3 Şubat 2021 Çarşamba

Öyleli şeyler.

Biriniz de çıkıp demiyor ki, gel masal okuyalım çocukluğuna, elma şekerleri alalım. Köklü bir ağrının kum fırtınasında, henüz sen saçlarını kestirmeden örelim.

Gel sana şiir okuyayım. Edip ile olan yalnızlığına, bir Turgut umudu iliştireyim.

Ciğerlerine hava yerine, yaşamak ağrısı doldurmaktan sesin çıkmıyor artık. Hem sırtın ağrıyordur, sancılı gecelerden kalma uykun vardır. 

Biraz uzan, biraz yum gözlerini, biraz bana bırak; hangi sayfayı istersen aç, ben okurum. Sen şu sıktığın dişlerini bir boşa al, çeneni gevşet dişlerin dökülecek.

Gel, uzan; ben sana Erbaş okurum. Dudakların çatlamış, titreyip duruyorsun soğuk kışlara gebe gibi. Gözlerin dalıyor, baktığın yönde olmaya yetişiyorum.

Gel, yüksek tepelere çadır kuralım seninle. Göçebeliğe geçelim, yerleşik hayat zakkum tadı veriyor insana. 

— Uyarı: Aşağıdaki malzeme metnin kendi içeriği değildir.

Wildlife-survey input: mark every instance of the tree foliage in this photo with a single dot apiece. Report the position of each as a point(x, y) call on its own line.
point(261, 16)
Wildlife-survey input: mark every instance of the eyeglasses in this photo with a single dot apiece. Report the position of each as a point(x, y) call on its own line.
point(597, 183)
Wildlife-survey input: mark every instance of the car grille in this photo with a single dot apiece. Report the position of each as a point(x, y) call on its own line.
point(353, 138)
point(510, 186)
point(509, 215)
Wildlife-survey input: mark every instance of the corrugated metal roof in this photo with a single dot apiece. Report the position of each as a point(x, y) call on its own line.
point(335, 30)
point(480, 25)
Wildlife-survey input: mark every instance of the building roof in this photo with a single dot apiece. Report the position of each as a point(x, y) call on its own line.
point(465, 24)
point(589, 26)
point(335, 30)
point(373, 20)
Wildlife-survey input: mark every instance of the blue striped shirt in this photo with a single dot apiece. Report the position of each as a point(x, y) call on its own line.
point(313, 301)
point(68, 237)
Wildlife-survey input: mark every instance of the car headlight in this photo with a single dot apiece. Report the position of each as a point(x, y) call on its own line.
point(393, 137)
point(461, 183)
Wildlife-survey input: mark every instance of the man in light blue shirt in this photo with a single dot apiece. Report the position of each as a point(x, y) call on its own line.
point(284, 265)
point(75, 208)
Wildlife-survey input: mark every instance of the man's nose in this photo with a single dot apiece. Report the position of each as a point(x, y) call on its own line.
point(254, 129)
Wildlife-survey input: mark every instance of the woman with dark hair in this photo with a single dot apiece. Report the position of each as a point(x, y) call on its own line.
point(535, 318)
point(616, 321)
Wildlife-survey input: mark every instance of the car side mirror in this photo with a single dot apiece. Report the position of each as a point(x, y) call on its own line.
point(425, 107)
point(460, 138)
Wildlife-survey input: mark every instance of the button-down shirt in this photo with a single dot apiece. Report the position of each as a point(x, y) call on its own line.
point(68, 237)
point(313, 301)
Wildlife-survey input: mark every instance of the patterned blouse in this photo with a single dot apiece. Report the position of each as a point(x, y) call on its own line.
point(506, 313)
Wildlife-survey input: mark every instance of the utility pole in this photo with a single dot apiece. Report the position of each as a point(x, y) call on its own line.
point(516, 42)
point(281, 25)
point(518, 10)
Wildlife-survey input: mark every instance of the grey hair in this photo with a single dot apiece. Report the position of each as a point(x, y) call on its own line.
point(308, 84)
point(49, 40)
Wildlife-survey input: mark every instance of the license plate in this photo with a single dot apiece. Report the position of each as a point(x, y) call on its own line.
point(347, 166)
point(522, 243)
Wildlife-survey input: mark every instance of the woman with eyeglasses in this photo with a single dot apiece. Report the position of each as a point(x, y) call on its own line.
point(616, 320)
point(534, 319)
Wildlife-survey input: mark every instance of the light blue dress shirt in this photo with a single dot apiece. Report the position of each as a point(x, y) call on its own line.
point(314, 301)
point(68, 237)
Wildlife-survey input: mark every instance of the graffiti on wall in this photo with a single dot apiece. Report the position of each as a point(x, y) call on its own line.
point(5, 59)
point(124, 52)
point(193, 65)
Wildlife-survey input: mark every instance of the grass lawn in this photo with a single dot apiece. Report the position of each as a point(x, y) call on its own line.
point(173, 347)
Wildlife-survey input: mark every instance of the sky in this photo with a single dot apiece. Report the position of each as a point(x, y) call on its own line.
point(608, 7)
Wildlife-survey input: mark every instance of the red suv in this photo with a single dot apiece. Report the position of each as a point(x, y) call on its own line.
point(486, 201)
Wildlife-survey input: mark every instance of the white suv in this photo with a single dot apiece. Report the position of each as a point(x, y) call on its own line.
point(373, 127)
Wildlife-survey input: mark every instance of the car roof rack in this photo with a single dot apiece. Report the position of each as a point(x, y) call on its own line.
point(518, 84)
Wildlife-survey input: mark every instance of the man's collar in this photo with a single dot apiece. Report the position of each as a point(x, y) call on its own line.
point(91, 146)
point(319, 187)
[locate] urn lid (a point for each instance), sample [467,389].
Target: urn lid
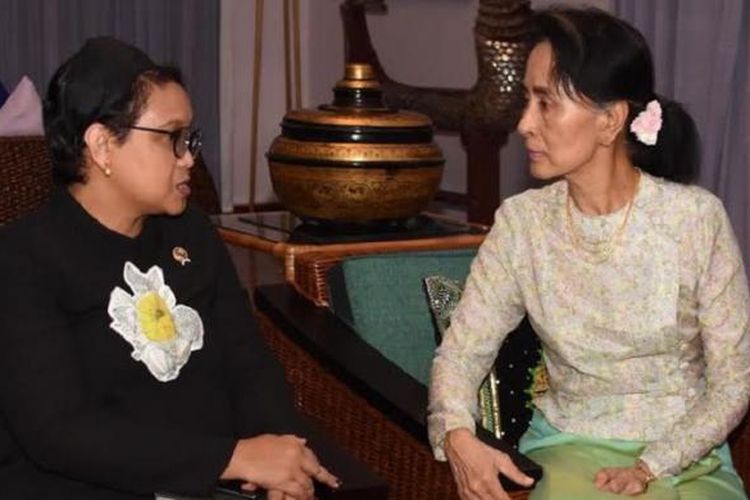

Şu beline kırlent al, kılıfını ben ördüm. Sana kuș topladım şu ağaçtan, sana tütsüler getirdim. Çikolata kokuyor biri, biri sevdiğin vanilya. Kırmızı elmalar yiyelim seninle, hassas diş etlerine rağmen. 

Nereye gideceğini bilen uçurtmalar uçuralım. Ayakkabılarını çıkar, ayağımız acımayacak. Bu yol dikensiz, bu yola kimse tükürmedi, bu yolda sadece kediler yürüdü.

Biriniz de çıkıp demiyor ki...


Hiç yorum yok:

Yorum Gönder

sessiz.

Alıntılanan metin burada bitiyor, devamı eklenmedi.